By the way, since you like those Shintō prints,—and I might get you others,—what about a possible edition of your “Kojiki” illustrated by Japanese conceptions of this kind, colours and all? Such work can be so cheaply done in Japan! And an index! How often I wished for an index. I have made an imperfect one of my own. It is believed here that Hahaki is the ancient name of the modern Hōki. I was told this when I wanted to go to the legendary burial-place of Izanami.
As usual, I find I have been too presumptuous in writing offhand about cats’ tails. On enquiring, I learn that there are often, born of the same mother, Izumo kittens with short tails, and kittens with long tails. This would show that two distinct species of cats exist here. The long-tailed kittens are always deprived when possible of the larger part of their caudal appendage. The short tails are spared. If an old cat be seen with a short tail, people say,—“this cat is old, but she has a short tail: therefore she is a good cat.” (For the obake cat gets two tails when old, and every wicked cat has a long tail.) I am told that at the recent bon, in Matsue, cats of the evil sort were seen to dance upon the roofs of the houses.

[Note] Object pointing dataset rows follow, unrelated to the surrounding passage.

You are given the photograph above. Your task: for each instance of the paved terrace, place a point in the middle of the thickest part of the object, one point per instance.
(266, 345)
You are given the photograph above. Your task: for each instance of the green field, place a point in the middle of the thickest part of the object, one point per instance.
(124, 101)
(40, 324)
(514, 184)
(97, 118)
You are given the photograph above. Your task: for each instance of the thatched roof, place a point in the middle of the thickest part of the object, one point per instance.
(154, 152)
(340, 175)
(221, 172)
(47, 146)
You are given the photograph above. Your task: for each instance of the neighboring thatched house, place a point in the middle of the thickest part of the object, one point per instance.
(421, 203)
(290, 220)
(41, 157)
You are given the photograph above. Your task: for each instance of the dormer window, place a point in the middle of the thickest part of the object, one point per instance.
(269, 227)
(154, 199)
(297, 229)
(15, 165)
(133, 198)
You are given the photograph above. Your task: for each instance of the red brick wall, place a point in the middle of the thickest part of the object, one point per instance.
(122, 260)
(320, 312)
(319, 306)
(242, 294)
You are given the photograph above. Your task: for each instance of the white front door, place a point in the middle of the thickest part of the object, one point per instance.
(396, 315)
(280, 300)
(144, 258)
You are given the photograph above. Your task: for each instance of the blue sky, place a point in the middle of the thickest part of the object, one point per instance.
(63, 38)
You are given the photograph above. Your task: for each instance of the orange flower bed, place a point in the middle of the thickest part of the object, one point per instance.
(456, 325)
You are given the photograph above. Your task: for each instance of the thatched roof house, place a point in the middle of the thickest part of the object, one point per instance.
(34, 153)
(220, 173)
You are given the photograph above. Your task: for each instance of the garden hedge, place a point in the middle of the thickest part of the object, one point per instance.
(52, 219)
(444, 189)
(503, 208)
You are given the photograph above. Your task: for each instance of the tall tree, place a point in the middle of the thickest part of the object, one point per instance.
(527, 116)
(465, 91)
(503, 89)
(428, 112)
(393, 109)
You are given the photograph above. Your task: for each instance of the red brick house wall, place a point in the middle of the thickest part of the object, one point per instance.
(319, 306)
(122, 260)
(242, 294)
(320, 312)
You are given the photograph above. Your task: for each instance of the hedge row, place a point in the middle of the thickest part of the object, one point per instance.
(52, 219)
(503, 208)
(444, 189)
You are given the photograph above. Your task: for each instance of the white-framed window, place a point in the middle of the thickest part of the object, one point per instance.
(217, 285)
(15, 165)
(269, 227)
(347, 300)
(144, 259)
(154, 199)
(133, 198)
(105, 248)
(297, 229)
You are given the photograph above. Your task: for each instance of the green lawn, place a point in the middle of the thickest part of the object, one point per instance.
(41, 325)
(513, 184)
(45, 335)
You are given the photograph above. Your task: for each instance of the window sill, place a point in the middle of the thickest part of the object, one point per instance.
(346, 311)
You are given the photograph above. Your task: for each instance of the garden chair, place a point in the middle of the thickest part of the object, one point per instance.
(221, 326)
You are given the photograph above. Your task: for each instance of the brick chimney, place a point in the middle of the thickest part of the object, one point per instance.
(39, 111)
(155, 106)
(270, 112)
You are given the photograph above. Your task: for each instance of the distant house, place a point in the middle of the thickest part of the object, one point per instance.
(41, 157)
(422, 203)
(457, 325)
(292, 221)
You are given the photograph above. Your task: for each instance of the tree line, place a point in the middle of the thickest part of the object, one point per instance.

What you tell me about those Shintō rituals and their suspicious origin seems to me quite certainly true. So the kara-shishi and the mon and the dragon-carvings and the tōrōs,—all stare me in the face as pillage of Buddhism. But the funeral rite which I saw and took part in, on the anniversary of the death of Prince Sanjō, struck me as immemorially primitive. The weird simplicity of it—the banquet to the ghost, the covering of the faces with white paper, the moaning song, the barbarian music, all seemed to me traditions and echoes of the very childhood of the race. I shall try to discover the genesis of the book you speak of as dubious in character. The Shintō christening ceremony is strictly observed here, and there are curious facts about the funeral ceremonies—totally at variance with and hostile to Buddhism.
By the way, when I visited a tera in Mionoseki after having bought o fuda at the Miojinja, I was told I must not carry the o fuda into the court of the tera. The Kami would be displeased.
For the moment, good-bye.
Ever faithfully,
Lafcadio Hearn.
TO ELLWOOD HENDRICK
Matsue, 1891.
Dear Hendrick,— ... My household relations have turned out to be extremely happy, and to bind me very fast here at the very time that I was beginning to feel like going away. It does not now seem possible for me ever to go away. To take the little woman to another country would be to make her extremely unhappy; for no kindness or comfort could compensate for the loss of her own social atmosphere—in which all thoughts and feelings are so totally different from our own.